Moses did not enter the promised land. He did not realize the fruit of his labor, though he did not labor in vain. Strangely, Moses’s death is a promise about the future, a hope that a good work begun may be entrusted to others. Even the friend of God must die as the Lord commands. “You turn us back to the dust and say, ‘Go back, O child of earth.’ For a thousand years in your sight are like yesterday when it is past and like a watch in the night. You sweep us away like a dream; we fade away suddenly like the grass. In the morning it is green and flourishes; in the evening it is dried up and withered” (Ps. 90:3-6). Moses lived his vocation until his appointed death, leaving the hope of the future to Joshua upon whom Moses had laid his hands.

Vocation and death belong together. We must do something as called by God and pursue it with the awareness that we do not have forever. And we ought to make provision for the future and trust in those to follow. What are we to do? We discern a specific vocation primarily by assessing our strengths and skills in relation to the common good. More broadly, however, there is a vocation we all share, and we hear it from the mouth of Jesus.

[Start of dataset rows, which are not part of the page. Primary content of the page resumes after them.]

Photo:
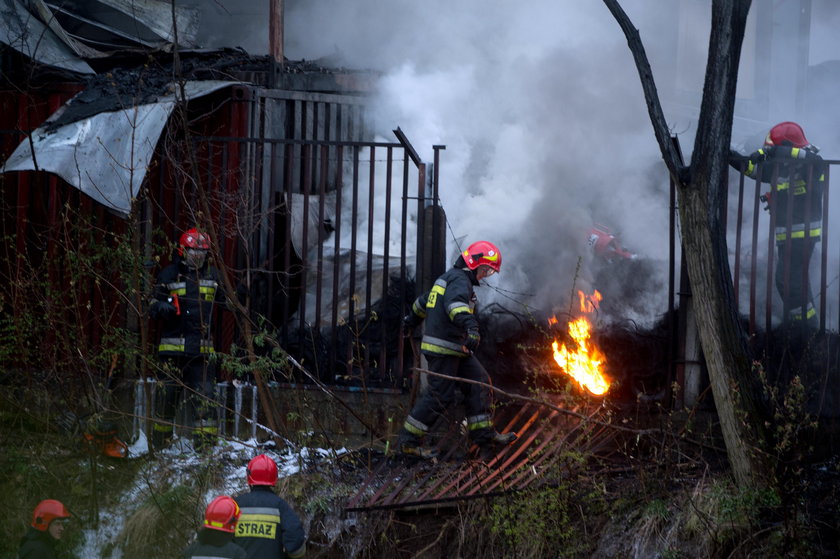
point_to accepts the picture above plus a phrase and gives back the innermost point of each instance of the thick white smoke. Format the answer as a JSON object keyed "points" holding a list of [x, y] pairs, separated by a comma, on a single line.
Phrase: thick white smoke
{"points": [[540, 107]]}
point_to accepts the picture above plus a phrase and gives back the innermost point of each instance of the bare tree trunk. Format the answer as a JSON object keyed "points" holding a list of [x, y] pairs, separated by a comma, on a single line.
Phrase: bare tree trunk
{"points": [[702, 189]]}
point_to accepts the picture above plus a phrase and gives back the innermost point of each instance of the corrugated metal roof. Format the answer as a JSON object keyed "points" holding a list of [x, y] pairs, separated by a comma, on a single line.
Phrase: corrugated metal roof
{"points": [[106, 156], [544, 437]]}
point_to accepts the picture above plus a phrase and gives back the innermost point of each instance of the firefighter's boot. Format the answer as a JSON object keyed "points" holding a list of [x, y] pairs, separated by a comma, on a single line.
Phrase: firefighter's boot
{"points": [[412, 445], [161, 436], [205, 435], [489, 438]]}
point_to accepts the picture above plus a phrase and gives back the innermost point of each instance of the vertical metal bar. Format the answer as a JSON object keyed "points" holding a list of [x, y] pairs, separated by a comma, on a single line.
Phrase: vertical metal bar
{"points": [[306, 154], [422, 281], [804, 299], [319, 264], [354, 224], [287, 273], [439, 263], [824, 252], [771, 250], [383, 353], [271, 220], [738, 225], [339, 186], [403, 273], [369, 263], [674, 372], [754, 257], [787, 246]]}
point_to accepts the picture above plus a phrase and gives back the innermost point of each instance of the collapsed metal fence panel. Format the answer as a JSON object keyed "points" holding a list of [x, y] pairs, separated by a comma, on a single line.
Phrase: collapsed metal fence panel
{"points": [[754, 256], [331, 247]]}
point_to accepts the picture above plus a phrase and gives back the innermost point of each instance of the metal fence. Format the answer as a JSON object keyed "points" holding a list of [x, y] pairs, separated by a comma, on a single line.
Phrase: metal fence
{"points": [[763, 273], [334, 238]]}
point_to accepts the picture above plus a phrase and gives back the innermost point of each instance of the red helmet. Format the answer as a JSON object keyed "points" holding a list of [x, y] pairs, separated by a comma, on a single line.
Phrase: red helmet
{"points": [[47, 511], [482, 253], [262, 470], [193, 238], [221, 514], [786, 133]]}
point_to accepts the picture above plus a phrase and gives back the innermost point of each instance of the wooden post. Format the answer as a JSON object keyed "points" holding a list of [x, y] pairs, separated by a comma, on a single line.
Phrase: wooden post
{"points": [[275, 30]]}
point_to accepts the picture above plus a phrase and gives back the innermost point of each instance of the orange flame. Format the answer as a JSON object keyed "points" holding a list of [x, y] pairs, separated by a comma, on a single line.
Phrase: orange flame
{"points": [[585, 364]]}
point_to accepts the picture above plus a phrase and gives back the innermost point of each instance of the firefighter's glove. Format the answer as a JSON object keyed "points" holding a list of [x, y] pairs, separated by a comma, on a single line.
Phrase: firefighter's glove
{"points": [[767, 198], [735, 157], [762, 155], [164, 310], [411, 321], [472, 341], [737, 160]]}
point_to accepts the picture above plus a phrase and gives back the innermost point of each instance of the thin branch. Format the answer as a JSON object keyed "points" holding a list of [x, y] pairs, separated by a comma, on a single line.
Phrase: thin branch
{"points": [[657, 117]]}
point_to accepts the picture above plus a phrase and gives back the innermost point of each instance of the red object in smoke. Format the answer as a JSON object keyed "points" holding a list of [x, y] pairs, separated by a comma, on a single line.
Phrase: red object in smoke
{"points": [[606, 245]]}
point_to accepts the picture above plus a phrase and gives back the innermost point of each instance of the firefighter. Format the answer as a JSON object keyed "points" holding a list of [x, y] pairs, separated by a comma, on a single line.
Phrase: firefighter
{"points": [[47, 527], [215, 539], [185, 296], [796, 204], [450, 339], [268, 527]]}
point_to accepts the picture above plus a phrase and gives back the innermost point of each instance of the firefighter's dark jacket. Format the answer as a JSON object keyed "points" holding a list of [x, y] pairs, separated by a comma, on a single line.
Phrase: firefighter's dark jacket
{"points": [[37, 545], [268, 528], [190, 332], [799, 174], [213, 544], [448, 309]]}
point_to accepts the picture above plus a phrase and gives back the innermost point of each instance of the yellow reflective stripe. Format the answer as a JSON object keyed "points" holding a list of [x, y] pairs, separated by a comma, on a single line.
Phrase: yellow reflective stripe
{"points": [[207, 429], [441, 350], [208, 292], [798, 234], [181, 348], [413, 430], [458, 310], [433, 295], [480, 425], [260, 517]]}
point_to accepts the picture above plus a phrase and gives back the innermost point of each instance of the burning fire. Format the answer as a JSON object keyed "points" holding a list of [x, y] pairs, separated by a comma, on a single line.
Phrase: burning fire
{"points": [[585, 363]]}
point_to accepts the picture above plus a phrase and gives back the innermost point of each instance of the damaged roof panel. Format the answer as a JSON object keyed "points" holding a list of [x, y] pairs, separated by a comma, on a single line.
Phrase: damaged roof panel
{"points": [[64, 34], [25, 33], [106, 156]]}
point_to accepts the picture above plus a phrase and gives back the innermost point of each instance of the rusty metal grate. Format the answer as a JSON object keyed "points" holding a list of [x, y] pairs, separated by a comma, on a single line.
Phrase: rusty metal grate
{"points": [[535, 458]]}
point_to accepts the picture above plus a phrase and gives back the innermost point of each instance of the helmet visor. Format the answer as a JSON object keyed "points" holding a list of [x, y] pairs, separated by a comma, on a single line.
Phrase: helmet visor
{"points": [[195, 257]]}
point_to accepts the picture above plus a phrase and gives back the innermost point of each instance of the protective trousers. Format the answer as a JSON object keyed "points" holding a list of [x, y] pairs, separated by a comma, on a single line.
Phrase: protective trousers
{"points": [[197, 376], [794, 258], [440, 394]]}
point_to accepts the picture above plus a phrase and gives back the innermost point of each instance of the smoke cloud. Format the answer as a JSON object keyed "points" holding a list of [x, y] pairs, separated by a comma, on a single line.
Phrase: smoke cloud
{"points": [[545, 126]]}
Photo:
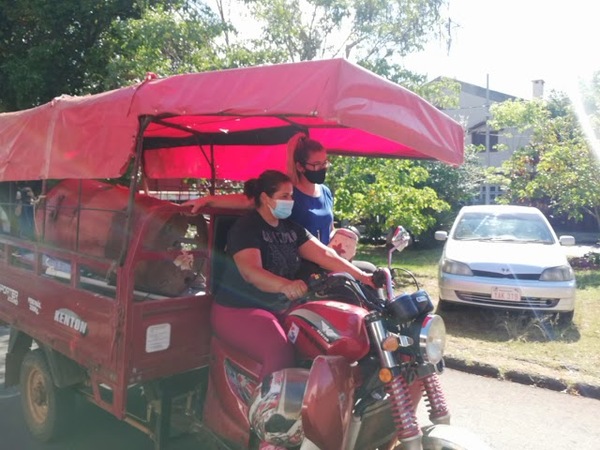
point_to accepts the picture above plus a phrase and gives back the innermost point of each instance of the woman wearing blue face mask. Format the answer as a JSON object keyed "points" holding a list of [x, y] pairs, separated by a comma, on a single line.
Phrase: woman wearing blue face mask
{"points": [[266, 248], [313, 201]]}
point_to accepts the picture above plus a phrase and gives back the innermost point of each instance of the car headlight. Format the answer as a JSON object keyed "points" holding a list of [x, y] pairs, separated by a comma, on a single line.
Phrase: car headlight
{"points": [[432, 339], [456, 268], [560, 273]]}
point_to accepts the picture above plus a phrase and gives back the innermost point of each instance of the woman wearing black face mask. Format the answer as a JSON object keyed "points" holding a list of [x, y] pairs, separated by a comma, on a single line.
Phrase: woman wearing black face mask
{"points": [[313, 201]]}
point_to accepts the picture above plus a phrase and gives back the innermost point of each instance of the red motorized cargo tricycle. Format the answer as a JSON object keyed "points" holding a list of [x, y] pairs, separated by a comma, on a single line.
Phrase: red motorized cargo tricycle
{"points": [[108, 296]]}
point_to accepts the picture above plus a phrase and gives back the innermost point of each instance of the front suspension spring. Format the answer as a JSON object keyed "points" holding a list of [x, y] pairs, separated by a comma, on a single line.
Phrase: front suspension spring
{"points": [[435, 399], [403, 411]]}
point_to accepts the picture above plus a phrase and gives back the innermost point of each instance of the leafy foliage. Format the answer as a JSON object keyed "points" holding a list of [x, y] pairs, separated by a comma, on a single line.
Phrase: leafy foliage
{"points": [[382, 193], [369, 30], [45, 47], [556, 171]]}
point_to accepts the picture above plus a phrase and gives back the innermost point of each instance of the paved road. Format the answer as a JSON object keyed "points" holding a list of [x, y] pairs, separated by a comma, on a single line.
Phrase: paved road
{"points": [[506, 415]]}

“One of the [Pharisees], a lawyer, asked [Jesus] a question to test him. ‘Teacher, which commandment in the law is the greatest?’ He said to him, ‘“You shall love the Lord your God with all your heart, and with all your soul, and with all your mind.” This is the greatest and first commandment. And a second is like it: “You shall love your neighbor as yourself.” On these two commandments hang all the law and the prophets.’” (Matt 22:35-40)

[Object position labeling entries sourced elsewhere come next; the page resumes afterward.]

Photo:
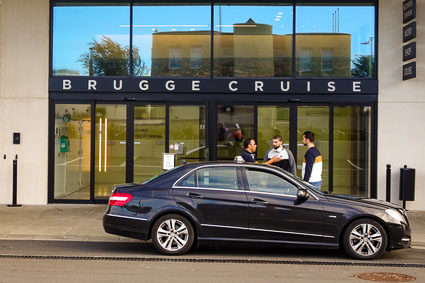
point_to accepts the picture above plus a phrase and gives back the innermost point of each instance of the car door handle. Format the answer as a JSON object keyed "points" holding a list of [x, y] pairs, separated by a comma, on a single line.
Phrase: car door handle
{"points": [[193, 195], [259, 201]]}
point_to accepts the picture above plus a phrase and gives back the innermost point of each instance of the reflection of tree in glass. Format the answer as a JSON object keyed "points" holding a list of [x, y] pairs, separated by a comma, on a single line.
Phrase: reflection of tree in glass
{"points": [[109, 58], [363, 66]]}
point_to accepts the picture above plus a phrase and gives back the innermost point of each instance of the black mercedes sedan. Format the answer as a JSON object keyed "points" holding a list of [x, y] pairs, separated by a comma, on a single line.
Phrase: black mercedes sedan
{"points": [[251, 203]]}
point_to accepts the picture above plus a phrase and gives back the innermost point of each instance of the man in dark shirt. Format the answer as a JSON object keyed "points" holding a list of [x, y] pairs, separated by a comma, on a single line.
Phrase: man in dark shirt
{"points": [[248, 155]]}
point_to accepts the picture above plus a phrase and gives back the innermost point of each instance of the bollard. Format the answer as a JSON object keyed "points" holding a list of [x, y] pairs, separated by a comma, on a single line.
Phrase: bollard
{"points": [[388, 182], [15, 183]]}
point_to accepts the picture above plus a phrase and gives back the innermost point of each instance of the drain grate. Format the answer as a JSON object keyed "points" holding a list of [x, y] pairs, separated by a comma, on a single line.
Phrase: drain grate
{"points": [[385, 277], [214, 260]]}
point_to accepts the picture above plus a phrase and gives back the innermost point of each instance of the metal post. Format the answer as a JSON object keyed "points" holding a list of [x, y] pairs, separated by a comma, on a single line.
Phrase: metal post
{"points": [[15, 183], [388, 182]]}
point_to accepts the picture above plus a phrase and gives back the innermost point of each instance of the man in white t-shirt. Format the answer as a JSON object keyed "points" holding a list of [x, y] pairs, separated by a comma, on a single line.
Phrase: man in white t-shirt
{"points": [[287, 160]]}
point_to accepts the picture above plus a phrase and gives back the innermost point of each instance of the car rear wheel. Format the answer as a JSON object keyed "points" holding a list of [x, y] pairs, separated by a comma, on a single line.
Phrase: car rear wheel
{"points": [[172, 234], [365, 239]]}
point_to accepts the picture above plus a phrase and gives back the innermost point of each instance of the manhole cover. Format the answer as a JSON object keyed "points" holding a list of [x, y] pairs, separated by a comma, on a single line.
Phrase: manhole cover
{"points": [[385, 277]]}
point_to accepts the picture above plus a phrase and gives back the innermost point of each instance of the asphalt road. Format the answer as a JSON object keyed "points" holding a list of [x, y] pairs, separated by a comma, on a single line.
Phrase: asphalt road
{"points": [[72, 261]]}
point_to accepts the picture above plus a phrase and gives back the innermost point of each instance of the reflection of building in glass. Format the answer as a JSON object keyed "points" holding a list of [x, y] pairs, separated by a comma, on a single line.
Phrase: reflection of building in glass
{"points": [[323, 54], [252, 50]]}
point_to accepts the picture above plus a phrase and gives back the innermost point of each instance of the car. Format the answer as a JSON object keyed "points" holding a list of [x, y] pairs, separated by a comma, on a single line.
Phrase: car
{"points": [[252, 203]]}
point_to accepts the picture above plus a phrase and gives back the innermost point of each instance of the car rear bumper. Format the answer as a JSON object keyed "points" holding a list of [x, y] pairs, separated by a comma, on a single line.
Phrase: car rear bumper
{"points": [[399, 236], [131, 227]]}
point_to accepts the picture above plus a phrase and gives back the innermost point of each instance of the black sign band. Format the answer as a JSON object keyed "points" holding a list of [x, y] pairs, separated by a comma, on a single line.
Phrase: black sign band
{"points": [[409, 32], [409, 71], [181, 85], [409, 10], [409, 51]]}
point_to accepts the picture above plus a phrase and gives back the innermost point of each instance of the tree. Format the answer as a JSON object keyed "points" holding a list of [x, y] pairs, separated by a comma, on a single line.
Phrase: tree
{"points": [[364, 66], [109, 58]]}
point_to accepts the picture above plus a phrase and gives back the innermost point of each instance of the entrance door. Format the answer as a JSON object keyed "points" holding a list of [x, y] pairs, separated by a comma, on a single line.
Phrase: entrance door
{"points": [[187, 133], [110, 148], [149, 140]]}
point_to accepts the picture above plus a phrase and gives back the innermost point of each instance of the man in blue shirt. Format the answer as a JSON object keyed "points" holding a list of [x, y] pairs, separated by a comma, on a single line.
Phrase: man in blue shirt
{"points": [[250, 147], [312, 165]]}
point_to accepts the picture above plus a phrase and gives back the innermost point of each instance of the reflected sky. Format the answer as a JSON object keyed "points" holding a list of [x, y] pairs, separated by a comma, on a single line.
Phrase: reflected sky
{"points": [[76, 27]]}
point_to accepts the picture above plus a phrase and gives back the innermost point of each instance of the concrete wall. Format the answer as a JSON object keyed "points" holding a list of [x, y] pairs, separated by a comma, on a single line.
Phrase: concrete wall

Every day and every year, until the hour of death, is given to this vocation. We are called to love God wholly and to serve and love our neighbors. The second of the two great commandments is a test of the first. “The commandment we have from him is this: those who love God must love their brother and sisters also” (I John 4:21). The love of one’s neighbor, although a common vocation, will differ according to circumstances: the scope of one’s responsibilities, the people with whom a common life is shared, one’s employment in the world.

The two great commandments are a life’s work and one which is passed from one generation to the next.

Look It Up: I John 4:19

Think About It: There is a landscape of promise you will not enter. Labor in love all the same and trust in the future.